Hakekat hari suci Siwaratri adalah sebagai media introsfeksi diri untuk senantiasa mawas diri serta menyadari akan Sang Diri Sejati (Gede Manik, S.Ag:WHD. No. 492,2008). Siwaratri merupakan perenungan diri sehingga dapat meminimalkan perbuatan dosa dalam kehidupan sehari-hari. Adalah tanpa makna jika merayakan Siwaratri justru yang diperoleh hanya kantuk dan lapar yang sangat menyiksa. (Gede Manik, Loc.Cit).
Perayaan Siwa Ratri bersumberkan pada beberapa literatur Hindu seperti Shiwa Purana, Skanda Purana, Kakawin Siwa Ratri Kalpa dan lain sebagainya, dan bahkan terdapat sumber dari Eropa.

Di Indonesia bersumberkan pada Kakawin Siwaratri Kalpa. Kisah yang sudah tidak asing bagi umat Hindu adalah kisah Sang Lubdaka. Dikisahkan seorang pemburu profesional bernama Lubdaka, tetapi karena bernasib sial, pada suatu hari Ia tidak menemukan satu ekorpun buruan yang Ia cari seharian, hingga akhirnya Sang Lubdaka menginap di hutan. Karena takut dengan binatang buas, ia berbaring pada batang pohon Bilva/Maja (pohon kesayangan Tuhan Shiwa).
Untuk menghilangkan kantuknya Sang Lubdaka memetik daun Bilwa satu per satu hingga pagi hari. Tanpa disadari daun yang dijatuhkan mengenai Siva Lingga (yaitu sarana memuja Tuhan yang berbentuk Lingga-Yoni). Setelah pagi hari Lubdaka pulang ke rumah tanpa membawa buruan.

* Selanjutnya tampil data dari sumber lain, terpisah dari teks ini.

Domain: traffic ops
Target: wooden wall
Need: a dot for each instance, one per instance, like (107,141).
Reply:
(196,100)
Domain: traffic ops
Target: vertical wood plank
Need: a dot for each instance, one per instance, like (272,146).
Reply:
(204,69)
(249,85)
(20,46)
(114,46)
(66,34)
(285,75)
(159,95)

Hingga suatu hari Sang Lubdaka meninggal, meski sang pemburu ini sebagai pembunuh binatang ternyata arwahnya ketika disiksa dan diseret ke Neraka oleh Yama Duta (pengawal Bhatara Yama), tetapi tidak diizinkan untuk dibawa ke neraka namun justru dibawa ke Siwa Loka (surga) oleh para Gana (pengawal Bhatara Shiwa) atas perintah Bhatara Shiwa. Karena ternyata Tuhan berkenan pada Lundaka, sebab ia pernah memuja beliau disaat malam Siwa (Siwa Ratri).

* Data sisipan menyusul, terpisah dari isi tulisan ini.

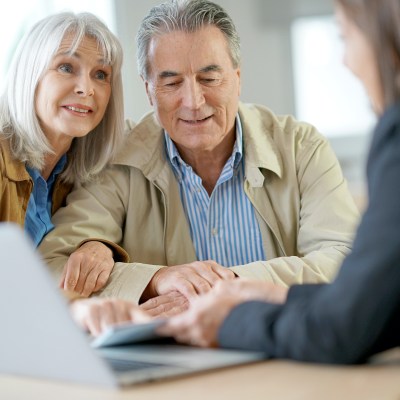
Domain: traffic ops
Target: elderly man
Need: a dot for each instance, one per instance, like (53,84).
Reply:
(204,182)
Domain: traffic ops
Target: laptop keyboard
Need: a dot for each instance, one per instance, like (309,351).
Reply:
(129,365)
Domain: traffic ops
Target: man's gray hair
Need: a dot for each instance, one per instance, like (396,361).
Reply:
(187,16)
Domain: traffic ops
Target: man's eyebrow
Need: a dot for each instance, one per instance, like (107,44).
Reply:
(172,74)
(211,68)
(167,74)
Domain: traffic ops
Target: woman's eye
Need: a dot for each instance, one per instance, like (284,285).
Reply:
(101,75)
(65,68)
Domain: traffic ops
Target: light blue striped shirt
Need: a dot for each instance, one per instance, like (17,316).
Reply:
(223,226)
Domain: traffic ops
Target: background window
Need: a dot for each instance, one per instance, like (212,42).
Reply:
(326,93)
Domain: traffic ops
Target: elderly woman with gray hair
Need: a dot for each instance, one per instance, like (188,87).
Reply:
(61,121)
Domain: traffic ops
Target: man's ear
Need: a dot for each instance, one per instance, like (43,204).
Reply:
(146,85)
(239,81)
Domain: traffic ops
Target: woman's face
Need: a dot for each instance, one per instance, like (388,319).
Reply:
(72,96)
(360,59)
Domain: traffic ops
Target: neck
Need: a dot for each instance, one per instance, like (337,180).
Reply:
(51,160)
(208,164)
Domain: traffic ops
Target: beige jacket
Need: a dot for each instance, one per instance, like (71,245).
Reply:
(304,209)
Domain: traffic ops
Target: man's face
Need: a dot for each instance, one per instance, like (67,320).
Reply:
(194,88)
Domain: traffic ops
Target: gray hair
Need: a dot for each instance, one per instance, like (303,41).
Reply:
(187,16)
(19,123)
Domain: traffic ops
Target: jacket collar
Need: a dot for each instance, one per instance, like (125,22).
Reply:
(145,147)
(13,169)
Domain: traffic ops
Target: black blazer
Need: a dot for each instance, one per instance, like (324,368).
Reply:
(359,313)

Untuk mendukung kisah Lubdaka, orang yang jahat memperoleh surga. Didalam Bhagavad Gita disebutkan bahwa “Meskipun seseorang melakukan perbuatan yang paling jijik, kalau ia tekun dalam bhakti, ia harus diakui sebagai orang suci karena ia mantap dalam ketabahan hatinya dengan cara yang benar. Dalam waktu yang singkat ia menjadi saleh dan mencapai kedamaian yang abadi. Wahai putera Kunti, nyatakanlah dengan berani bahwa penyembah-Ku tidak akan pernah binasa. Wahai putera Prtha, orang yang berlindung kepada-Ku, walaupun mereka dilahirkan dalam keadaan yang lebih rendah, atau wanita, vaisya [pedagang] dan sudra [buruh] semua dapat mencapai tujuan tertinggi” (Bhagavad Gita 9.30-32)

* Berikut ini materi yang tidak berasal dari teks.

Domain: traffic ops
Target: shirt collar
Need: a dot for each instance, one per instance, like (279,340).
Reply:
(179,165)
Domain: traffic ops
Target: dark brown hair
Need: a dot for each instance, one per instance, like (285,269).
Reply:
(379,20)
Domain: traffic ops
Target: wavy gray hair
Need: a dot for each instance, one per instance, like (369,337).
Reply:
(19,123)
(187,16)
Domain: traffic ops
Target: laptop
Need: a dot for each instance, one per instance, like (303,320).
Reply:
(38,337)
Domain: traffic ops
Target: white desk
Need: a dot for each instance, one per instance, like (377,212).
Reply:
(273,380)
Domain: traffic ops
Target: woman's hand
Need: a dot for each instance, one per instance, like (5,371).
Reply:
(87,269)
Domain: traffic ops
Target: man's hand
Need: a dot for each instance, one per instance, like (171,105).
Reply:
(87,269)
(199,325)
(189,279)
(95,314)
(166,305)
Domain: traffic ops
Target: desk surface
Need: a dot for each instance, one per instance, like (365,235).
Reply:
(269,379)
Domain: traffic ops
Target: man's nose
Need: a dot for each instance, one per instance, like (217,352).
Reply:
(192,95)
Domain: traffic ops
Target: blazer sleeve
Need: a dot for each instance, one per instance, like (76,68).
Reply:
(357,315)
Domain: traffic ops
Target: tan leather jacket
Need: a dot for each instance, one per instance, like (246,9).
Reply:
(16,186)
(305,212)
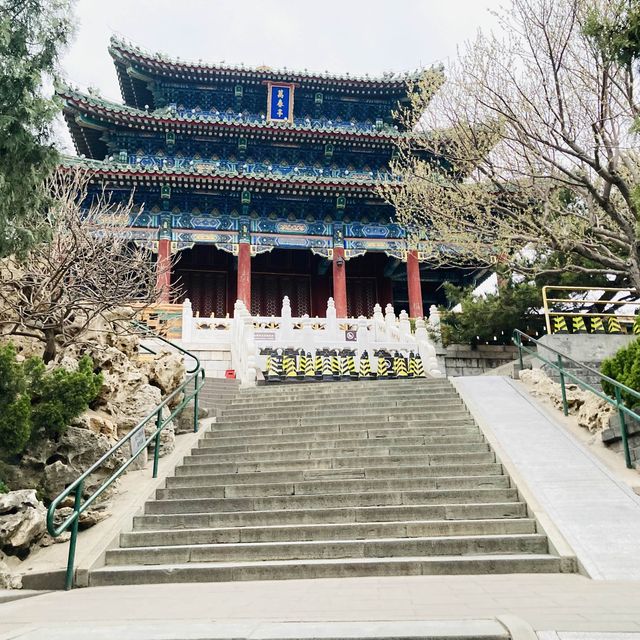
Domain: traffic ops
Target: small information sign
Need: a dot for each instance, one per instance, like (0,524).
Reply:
(137,441)
(265,335)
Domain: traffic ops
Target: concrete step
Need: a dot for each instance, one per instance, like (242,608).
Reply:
(359,387)
(345,423)
(336,500)
(419,410)
(207,475)
(327,568)
(388,434)
(317,532)
(323,465)
(321,459)
(338,549)
(328,487)
(460,511)
(357,401)
(468,436)
(220,430)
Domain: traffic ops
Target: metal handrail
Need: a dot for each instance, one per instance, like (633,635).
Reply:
(558,365)
(196,376)
(625,317)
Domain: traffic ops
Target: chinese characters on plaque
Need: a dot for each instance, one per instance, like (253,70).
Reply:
(280,102)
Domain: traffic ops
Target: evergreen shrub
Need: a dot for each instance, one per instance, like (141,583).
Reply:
(623,367)
(36,402)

Dari kisah itu sebenarnya bahwa kita diajarkan untuk membantai musuh dalam diri (Sad Ripu/enam musuh dalam diri) dan memburu Tuhan hingga ke hutan (keheningan) dan tentunya dengan memuja Tuhan dengan mengidungkan nama suci Tuhan yaitu “Om Namah Shiwa Ya” dalam mendaki tangga spiritual. Binatang buas yang dimaksudkan adalah dunia material yang selalu hadir dalam kehidupan kita, sehingga kita harus mawas diri agar kita tidak terjebak oleh tujuh sifat kegelapan (Sapta Timira)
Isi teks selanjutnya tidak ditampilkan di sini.